Mais qu’est-ce qu’un paradis fiscal ? C’est un territoire indépendant ou apparemment indépendant (la Grande-Bretagne s’illustre par ses nombreuses dépendances de fait : Iles vierges, Jersey, Guernesey) où la taxation est faible voire nulle pour les non-résidents, où le secret bancaire est renforcé de même que le secret professionnel sur les transactions et autres circulations d’argent, où n’importe quelle entreprise peut s’enregistrer y compris sous forme de boîte à lettres, où les capitaux peuvent circuler ad libitum sans contrôle. Mais cela ne serait pas possible sans rattachement à un grand centre financier mondialisé (le meilleur est la City de Londres, cité phare d’un pays où la base productive, en baisse constante, ne représente plus que 13 % du PIB !). Il faut aussi des accords bilatéraux entre le paradis et un grand pays afin d’éviter les doubles taxations, accords qui confèrent une image de marque satisfaisante audit paradis. Et si l’on examine la réalisation de ces critères d’appartenance à la fiscalité paradisiaque, l’on est obligé de constater que le Royaume-Uni est la première place mondiale off shore. Ce dont elle vit et ce qui renforce les inégalités chez lui puisqu’il n’y a que des happy few à bénéficier des bienfaits de la finance mondialisée et secrète. Ce qui laisse peu augurer d’une évolution de l’Europe vers moins de libéralisme et de finance.

Et si les paradis fiscaux sont en fait si choyés par la finance internationale, c’est que nombre d’acteurs puissants y trouvent largement leur compte. On a déjà repéré les firmes multinationales qui jouent grâce à eux sur les prix de transfert internes, sur les investissements directs camouflés, sur la corruption des politiciens.
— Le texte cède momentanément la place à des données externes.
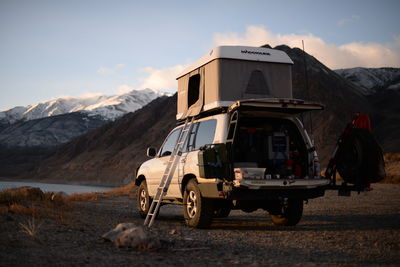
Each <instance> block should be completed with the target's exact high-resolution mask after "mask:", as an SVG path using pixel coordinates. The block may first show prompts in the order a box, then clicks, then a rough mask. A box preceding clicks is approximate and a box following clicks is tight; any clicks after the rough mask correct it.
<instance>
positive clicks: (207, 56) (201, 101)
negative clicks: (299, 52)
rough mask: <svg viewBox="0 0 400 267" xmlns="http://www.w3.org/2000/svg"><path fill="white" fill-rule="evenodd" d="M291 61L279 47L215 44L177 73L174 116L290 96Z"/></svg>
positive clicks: (183, 114) (290, 96)
mask: <svg viewBox="0 0 400 267" xmlns="http://www.w3.org/2000/svg"><path fill="white" fill-rule="evenodd" d="M292 64H293V62H292V60H291V59H290V58H289V56H288V55H287V54H286V53H285V52H283V51H280V50H274V49H268V48H262V47H245V46H219V47H216V48H214V49H213V50H211V51H210V52H209V53H208V54H206V55H205V56H203V57H202V58H200V59H199V60H198V61H196V62H195V63H193V64H192V65H191V66H189V67H188V68H186V69H185V70H184V71H183V72H182V73H181V74H180V75H179V76H178V78H177V80H178V111H177V116H176V118H177V119H178V120H181V119H184V118H186V117H188V116H195V115H198V114H199V113H201V112H202V111H207V110H211V109H215V108H219V107H229V106H230V105H231V104H232V103H234V102H235V101H237V100H243V99H259V98H292V76H291V75H292V72H291V66H292Z"/></svg>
Mais il y a aussi les banques d’affaires (City Bank, etc. et même Deutsche Bank) qui engrangent des commissions gargantuesques. Il y a les conseillers fiscaux et juridiques. Il y a les cabinets d’audit et de conseil -KPMG, Deloitte, etc.). Il y a les firmes de trading et les traders (Goldman and Sachs, par exemple). Rappelons qu’Arthur Andersen qui avait aidé Enron à tout magouiller a été attaqué judiciairement et a fait faillite.
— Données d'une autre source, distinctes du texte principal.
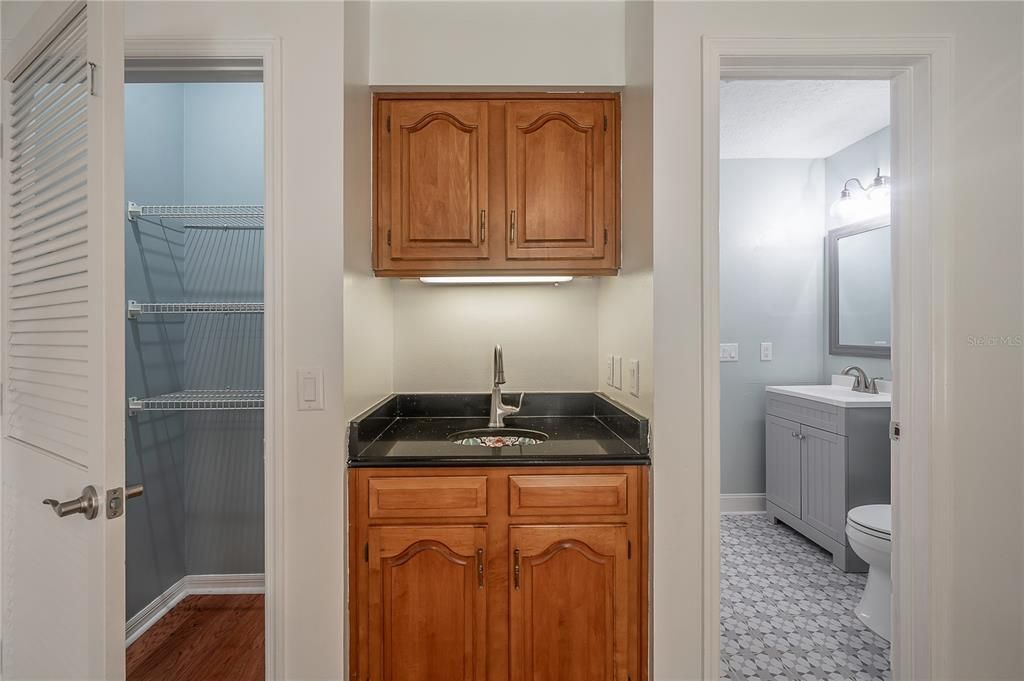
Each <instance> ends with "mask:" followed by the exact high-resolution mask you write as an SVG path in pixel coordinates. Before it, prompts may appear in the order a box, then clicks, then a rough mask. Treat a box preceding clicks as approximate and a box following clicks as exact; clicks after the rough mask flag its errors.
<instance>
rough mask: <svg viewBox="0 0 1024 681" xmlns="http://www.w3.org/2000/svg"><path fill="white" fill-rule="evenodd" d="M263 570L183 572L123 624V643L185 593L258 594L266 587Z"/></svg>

Une petite lueur d’espoir existe. Les ONG se sont emparées du problème et font pression pour plus de transparence. Les Etats se rendent compte que l’évasion fiscale leur coûte énormément et qu’ils ne pourront pas perpétuellement compenser en taxant leur population. Cela n’ira sans doute pas bien loin tant les enjeux sont énormes et tant les politiciens sont soumis au lobbying pour financer leur réélection. Car le capital financier forme système avec les paradis fiscaux qui sont, via les prix de transfert et les investissements directs ou spéculatifs, un des moyens majeurs de son fonctionnement. La lutte contre l’argent sale n’y est qu’un prétexte car celui-ci ne peut être placé et circuler que grâce aux paradis fiscaux dont la finance internationale a besoin pour les raisons que nous avons exposées.